De Christiana expeditione apud Sinas suscepta ab Societate Jesu ... (Latin for "On the Christian Mission among the Chinese by the Society of Jesus ...") is a book based on an Italian manuscript written by the most important founding figure of the Jesuit China mission, Matteo Ricci (1552–1610), expanded and translated into Latin by his colleague Nicolas Trigault (1577–1628). The book was first published by Christoph Mang in 1615 in Augsburg.[1]

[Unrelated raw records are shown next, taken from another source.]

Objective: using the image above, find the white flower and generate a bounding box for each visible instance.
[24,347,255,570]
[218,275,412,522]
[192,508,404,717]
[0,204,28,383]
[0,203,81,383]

The book's full title is De Christiana expeditione apud sinas suscepta ab Societate Jesu. Ex P. Matthaei Riccii eiusdem Societatis commentariis Libri V: Ad S.D.N. Paulum V. In Quibus Sinensis Regni mores, leges, atque instituta, & novae illius Ecclesiae difficillima primordia accurate & summa fide describuntur ("The Christian Expedition among the Chinese undertaken by the Society of Jesus from the commentaries of Fr. Matteo Ricci of the same Society... in which the customs, laws, and principles of the Chinese kingdom and the most difficult first beginnings of the new Church there are accurately and with great fidelity described / authored by Fr. Nicolas Trigault, Belgian, of the same Society,"[2] dedicated to Pope Paul V). As it indicates, the work contained an overview of the late Ming China's geography, politics, and culture, its philosophy and religions, and described the history of Christianity's inroads into China (primarily, the work of Ricci himself and his fellow Jesuits). The book articulated Ricci's approach for planting Christianity on the Chinese soil: an "accommodationist" policy, as later scholars called it, based on the premise of the essential compatibility between Christianity and Confucianism.[1] With some evolutionary changes, this policy continued to guide Jesuit missionaries in China for the next century.[1]

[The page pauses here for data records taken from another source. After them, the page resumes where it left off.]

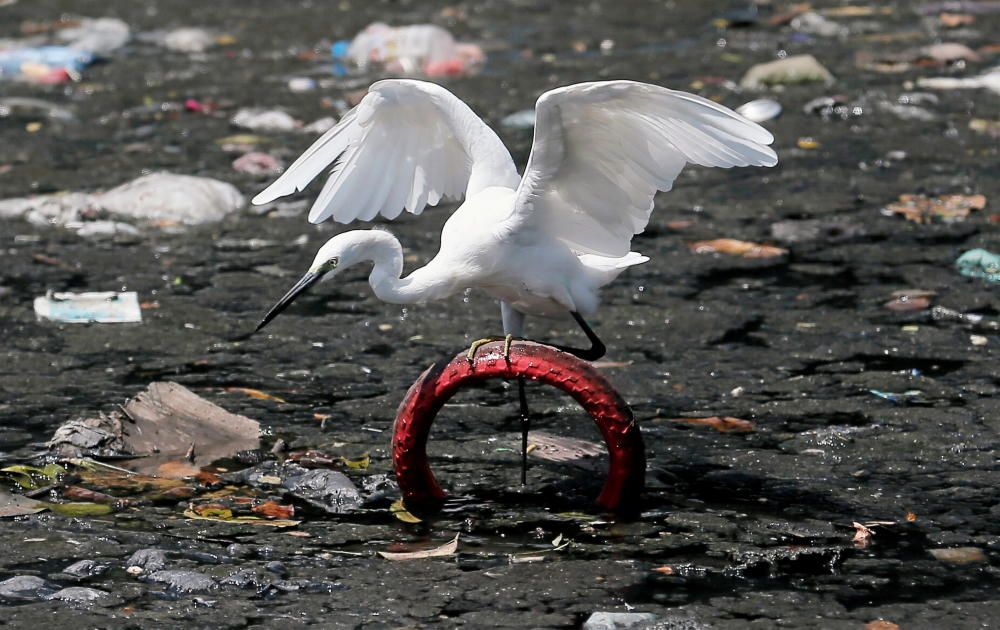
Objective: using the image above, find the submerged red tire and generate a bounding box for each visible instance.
[392,341,646,512]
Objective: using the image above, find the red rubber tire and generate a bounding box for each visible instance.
[392,341,646,512]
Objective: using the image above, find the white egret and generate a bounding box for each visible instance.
[253,79,777,484]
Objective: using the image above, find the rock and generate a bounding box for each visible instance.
[223,462,362,514]
[97,173,246,225]
[45,586,121,606]
[740,55,835,89]
[0,575,59,601]
[62,560,111,578]
[125,549,167,573]
[583,612,656,630]
[930,547,987,564]
[148,571,216,593]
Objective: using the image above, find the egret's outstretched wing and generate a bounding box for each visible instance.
[253,79,520,223]
[511,81,778,256]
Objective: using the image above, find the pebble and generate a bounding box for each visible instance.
[0,575,59,601]
[149,571,216,593]
[125,549,167,575]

The first major book published in Europe by an author who was not only fluent in Chinese and conversant in Chinese culture but also had traveled over much of the country, Ricci-Trigault's work was highly popular, and went through at least 16 editions in a number of European languages in the several decades after its first publication.[3] The existence of a Persian translation, created sometime in the second half of the 17th century in Delhi, suggests that the book also circulated in Mughal India.[4]